I would like to calculate the gradient of a simple function using FowardDiff.gradient, but I have been encountering problems, where I have gotten different answers from code that should seemingly be doing the same thing.
Since what I am trying to do is rather basic (calculating a gradient of a function) and I wouldn’t expect the ForwardDiff package to mess up with this, I am expecting the problem to be on my end
I have reduced my code to a MWE in the following way.

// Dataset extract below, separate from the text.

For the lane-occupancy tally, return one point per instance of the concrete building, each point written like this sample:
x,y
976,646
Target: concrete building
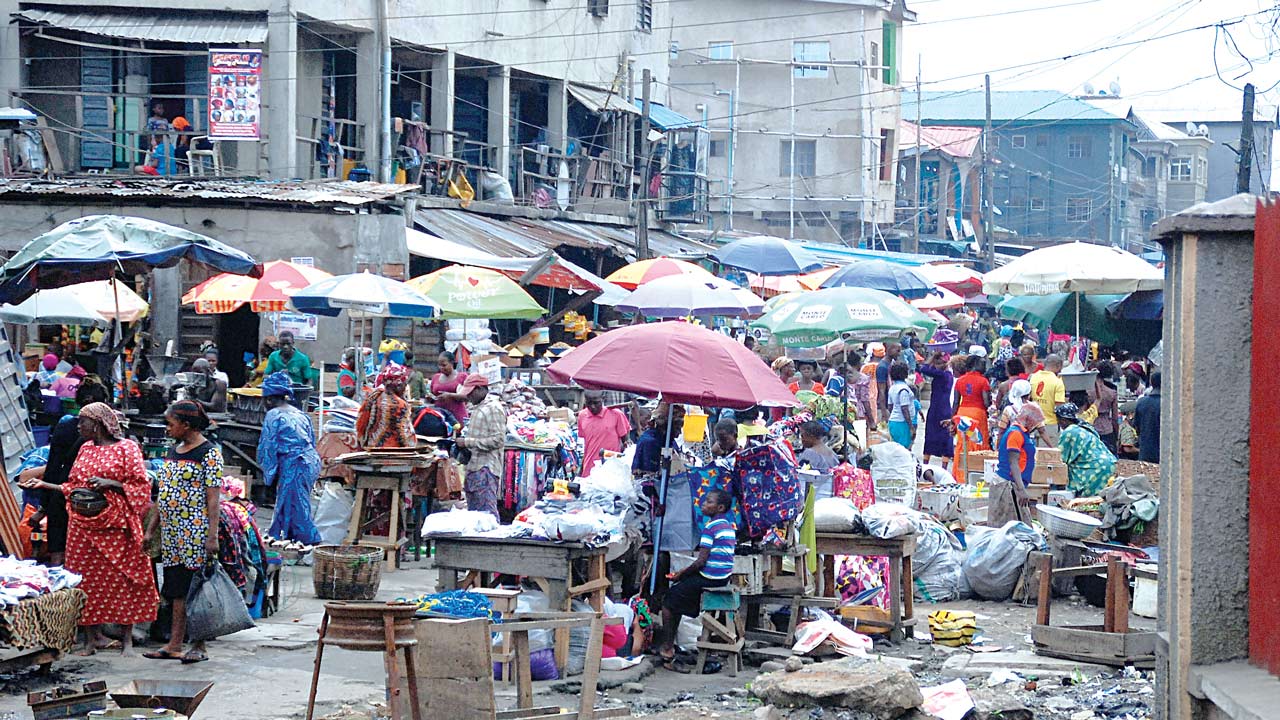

I realize what the code does now doesn’t make much sense, but it illustrates the problem that I am having:
Start minimum working example:
using ForwardDiff
function f1(x)
z = x
gammax = x
gammaz = z
return sum(x.*(log.(x) .+ log.(gammax) .- log.(z) .- log.(gammaz)))
end
function f2(x)
z = [0.1 0.9]
gammax = x
gammaz = z
return sum(x.*(log.(x) .+ log.(gammax) .- log.(z) .- log.(gammaz)))
end
g1 = x -> ForwardDiff.gradient(f1,x)
g2 = x -> ForwardDiff.gradient(f2,x)
fval1 = f1([0.1 0.9])
fval2 = f2([0.1 0.9])
gval1 = g1([0.1 0.9])
gval2 = g2([0.1 0.9])
Expected answers:
In function f1 the terms in the brackets involving logarithms are expected to be zero, regardless of what x is. The same is true if I am giving [0.1 0.9] as input argument to f2. Therefore, the function values fval1 and fval2 are expected to be zero and so are the gradients.
Outputs:
fval1
0.0
fval2
0.0
gval1
1×2 Array{Float64,2}:
0.0 0.0
gval2
1×2 Array{Float64,2}:
2.0 2.0
→ fval1, fval2, gval1 are all as expected. gval2 seems wrong?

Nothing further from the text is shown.